There was medical imaging before COVID-19. Then it radically changed during COVID-19. Now that COVID-19 appears to be receding a little, can we go back to business as usual before the virus? Experts say “not so fast.” There will need to be a balance between clinical assessment, ethical judgment and logistical planning.
During the COVID-19 crisis, adult and pediatric radiology departments curtailed imaging studies. As we move forward, the goal should be to avoid straining medical imaging departments, according to Irish and U.S. authors of an article that appeared in Journal of the American College of Radiology or JACR.
Dr. Aisling Snow of the radiology department at the University of Dublin Trinity College wrote, “Radiology departments worldwide have been severely affected by a period of COVID-19-induced imaging austerity that will reach beyond the peak of the pandemic.” George A. Taylor of Boston’s Harvard Medical School said,” Each department needs to rapidly take stock of the known and estimated future effects and begin to implement a strategy for returning to normal function."
Four-Pronged Approach Recommended
The authors recommended four steps to ramping up operations following the pandemic: forming a task force, reviewing system capabilities, designing a recovery process and creating a clear communication strategy.
There should be a unified approach to imaging workload realignments, which requires a relationship between the referrers and the radiology task force. The task force should be comprised of radiologists, administrators and modality specialist radiologic technologists and radiographers.

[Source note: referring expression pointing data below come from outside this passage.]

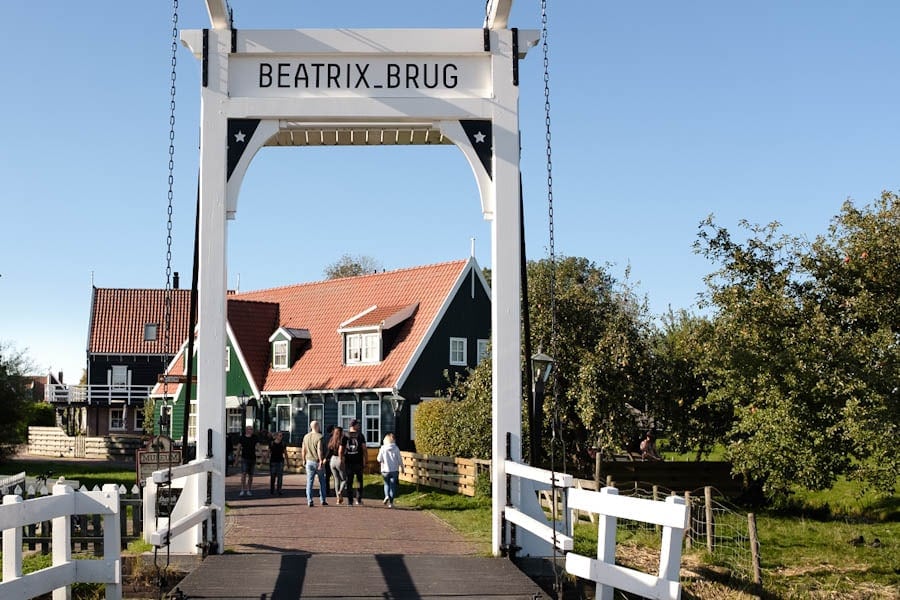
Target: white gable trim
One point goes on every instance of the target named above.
(471, 265)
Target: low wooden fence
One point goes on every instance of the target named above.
(53, 441)
(457, 475)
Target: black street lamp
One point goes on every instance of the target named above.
(541, 365)
(242, 402)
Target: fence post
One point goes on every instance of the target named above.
(61, 547)
(707, 501)
(754, 553)
(606, 545)
(688, 533)
(12, 545)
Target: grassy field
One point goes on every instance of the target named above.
(837, 544)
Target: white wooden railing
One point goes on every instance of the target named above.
(59, 508)
(102, 394)
(672, 515)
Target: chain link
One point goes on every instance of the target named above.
(162, 571)
(556, 434)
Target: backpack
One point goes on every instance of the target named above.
(352, 445)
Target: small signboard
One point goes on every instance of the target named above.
(159, 454)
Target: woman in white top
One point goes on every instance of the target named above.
(391, 467)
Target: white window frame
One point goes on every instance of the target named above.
(283, 417)
(353, 348)
(482, 352)
(456, 350)
(314, 412)
(280, 354)
(371, 423)
(371, 347)
(192, 421)
(345, 415)
(118, 377)
(119, 420)
(234, 420)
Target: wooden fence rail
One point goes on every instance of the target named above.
(457, 475)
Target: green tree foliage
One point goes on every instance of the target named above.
(13, 366)
(350, 265)
(694, 422)
(804, 348)
(601, 352)
(460, 423)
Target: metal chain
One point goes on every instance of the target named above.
(161, 572)
(552, 250)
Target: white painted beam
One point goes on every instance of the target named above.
(497, 16)
(219, 14)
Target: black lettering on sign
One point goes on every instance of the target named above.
(265, 75)
(407, 75)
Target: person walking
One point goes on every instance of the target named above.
(354, 460)
(313, 456)
(248, 443)
(391, 466)
(335, 456)
(276, 463)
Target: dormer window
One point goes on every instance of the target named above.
(287, 344)
(362, 348)
(280, 354)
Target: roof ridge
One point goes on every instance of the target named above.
(357, 277)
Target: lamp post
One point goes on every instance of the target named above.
(242, 402)
(267, 402)
(396, 403)
(542, 365)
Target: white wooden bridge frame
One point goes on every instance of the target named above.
(249, 100)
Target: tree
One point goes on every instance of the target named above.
(694, 422)
(13, 366)
(352, 265)
(601, 352)
(804, 348)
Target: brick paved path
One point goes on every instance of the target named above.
(266, 523)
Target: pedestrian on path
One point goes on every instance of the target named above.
(276, 463)
(335, 456)
(248, 443)
(313, 455)
(355, 460)
(391, 466)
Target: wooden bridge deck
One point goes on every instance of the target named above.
(357, 576)
(280, 549)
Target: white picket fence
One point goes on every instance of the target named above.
(60, 507)
(672, 515)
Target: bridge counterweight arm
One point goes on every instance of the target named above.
(219, 13)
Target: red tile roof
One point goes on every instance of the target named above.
(118, 317)
(322, 306)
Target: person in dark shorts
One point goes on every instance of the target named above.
(248, 443)
(354, 461)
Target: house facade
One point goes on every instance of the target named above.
(127, 349)
(370, 348)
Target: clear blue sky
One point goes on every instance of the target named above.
(663, 112)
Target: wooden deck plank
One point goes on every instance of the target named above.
(351, 576)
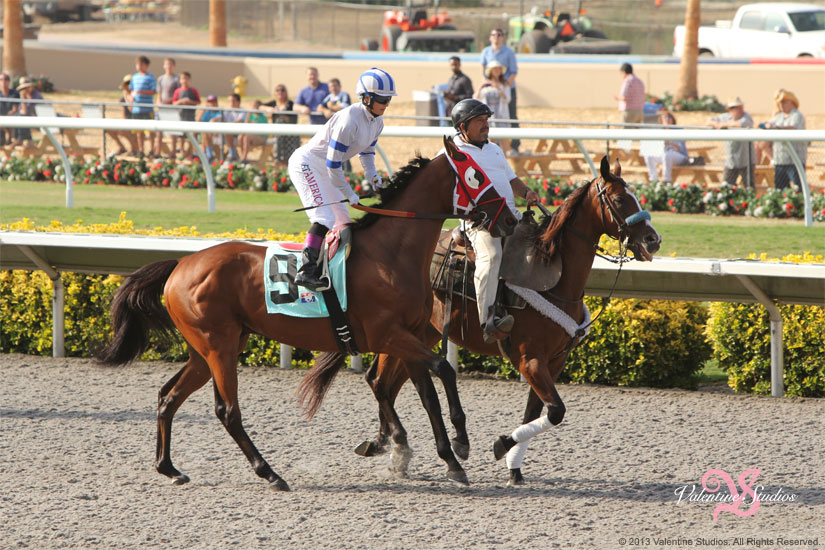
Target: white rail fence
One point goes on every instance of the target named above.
(49, 124)
(767, 283)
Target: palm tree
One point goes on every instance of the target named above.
(687, 68)
(14, 62)
(217, 23)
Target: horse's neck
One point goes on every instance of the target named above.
(578, 251)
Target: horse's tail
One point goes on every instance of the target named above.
(136, 310)
(315, 384)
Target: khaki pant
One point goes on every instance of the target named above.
(488, 264)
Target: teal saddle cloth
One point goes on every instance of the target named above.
(281, 263)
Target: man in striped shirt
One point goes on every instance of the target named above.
(143, 86)
(631, 96)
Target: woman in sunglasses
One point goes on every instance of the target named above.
(316, 168)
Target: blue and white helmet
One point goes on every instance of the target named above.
(375, 82)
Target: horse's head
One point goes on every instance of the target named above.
(622, 215)
(477, 195)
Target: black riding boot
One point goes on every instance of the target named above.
(311, 273)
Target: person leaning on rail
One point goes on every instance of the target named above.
(316, 168)
(470, 117)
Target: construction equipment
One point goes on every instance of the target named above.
(552, 32)
(412, 30)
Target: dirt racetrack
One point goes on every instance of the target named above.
(77, 445)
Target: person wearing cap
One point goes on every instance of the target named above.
(495, 93)
(7, 108)
(27, 89)
(129, 135)
(498, 51)
(788, 117)
(315, 169)
(740, 156)
(470, 118)
(310, 97)
(631, 96)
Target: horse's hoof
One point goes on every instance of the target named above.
(367, 448)
(461, 449)
(279, 485)
(516, 479)
(458, 477)
(502, 445)
(181, 479)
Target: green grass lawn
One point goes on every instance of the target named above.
(684, 235)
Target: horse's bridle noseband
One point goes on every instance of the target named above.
(616, 217)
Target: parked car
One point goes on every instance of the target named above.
(763, 30)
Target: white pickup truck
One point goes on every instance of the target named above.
(776, 30)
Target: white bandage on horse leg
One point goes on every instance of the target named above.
(531, 429)
(515, 456)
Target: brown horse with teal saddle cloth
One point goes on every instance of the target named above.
(538, 344)
(215, 298)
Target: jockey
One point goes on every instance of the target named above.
(470, 118)
(315, 168)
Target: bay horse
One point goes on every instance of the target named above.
(537, 345)
(215, 298)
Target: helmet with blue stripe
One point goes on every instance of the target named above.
(375, 82)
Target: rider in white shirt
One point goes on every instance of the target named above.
(470, 118)
(316, 168)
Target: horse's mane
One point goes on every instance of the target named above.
(399, 181)
(549, 233)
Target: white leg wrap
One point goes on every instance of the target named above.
(532, 429)
(515, 456)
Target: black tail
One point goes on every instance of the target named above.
(136, 310)
(315, 384)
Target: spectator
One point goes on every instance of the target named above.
(458, 87)
(497, 51)
(128, 135)
(335, 100)
(739, 155)
(168, 82)
(495, 93)
(233, 115)
(311, 97)
(186, 95)
(7, 108)
(23, 136)
(788, 118)
(248, 141)
(143, 86)
(208, 115)
(284, 145)
(631, 96)
(675, 154)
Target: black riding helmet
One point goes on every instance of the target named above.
(466, 110)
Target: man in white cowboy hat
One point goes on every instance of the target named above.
(788, 118)
(739, 155)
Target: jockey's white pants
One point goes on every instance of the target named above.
(310, 176)
(488, 264)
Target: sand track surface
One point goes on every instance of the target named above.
(77, 444)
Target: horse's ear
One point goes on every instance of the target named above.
(617, 168)
(452, 150)
(604, 168)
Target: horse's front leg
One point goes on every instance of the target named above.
(542, 383)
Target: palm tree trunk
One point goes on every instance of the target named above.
(217, 23)
(14, 62)
(690, 53)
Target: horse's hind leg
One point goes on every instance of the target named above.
(224, 367)
(171, 396)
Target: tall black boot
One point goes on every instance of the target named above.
(310, 274)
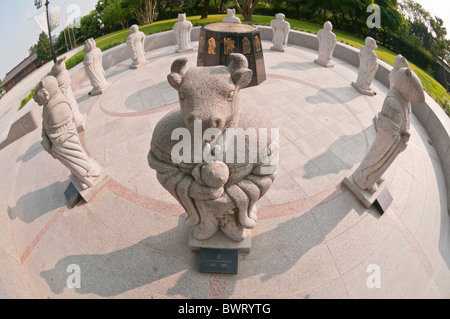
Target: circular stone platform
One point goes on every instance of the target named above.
(313, 238)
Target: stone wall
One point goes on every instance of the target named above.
(430, 114)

Snow and Taylor wrote, “Documenting each referrer's preferred method of communication about patients has already proved helpful in one of our hospitals." They also recommended using available systems for documentation, including RIS, PACS and electronic health records to note decisions regarding the imaging of patients. The task force should also consider staffing and budget.
The task force should determine staff capabilities and match them with available facilities, the location of facilities and clinical need. Another factor is finances, especially in the U.S. since healthcare systems are struggling to pay employees on staff. It would be challenging to hire additional staff and purchase additional equipment.
As we move into a post COVID-19 process, there needs to be a prioritization of patients: those who have already been rescheduled and those who have been deferred. Some departments might be able to redistribute deferred cases without altering the scheduled appointments of other patients. For healthcare facilities with long waiting lists or limited capacity to return to high outputs, it may require a full reevaluation of all cases to allow equity of prioritization across all specialties and referrers. It’s important to consider urgent and emergent imaging, time-critical imaging, imaging of known versus potential disease and screening when reevaluating.
The authors wrote, “"Referrer and radiologist input will be necessary in order to determine if a study is still required, whether the correct study is ordered, and, if so and in the context of available resources, how quickly it should be and can be performed.”
For things to run smoothly, the task force must also communicate effectively with corporate management, radiology staff, referrers and patients.
Snow and Taylor concluded, “Proactive and careful management should allow departments to actively manage a recovery process that will last well beyond the immediate critical care crisis. Planning our own recovery will ultimately protect patients and staff and enable us to respond accordingly as the uncertainty of the coming months unfolds."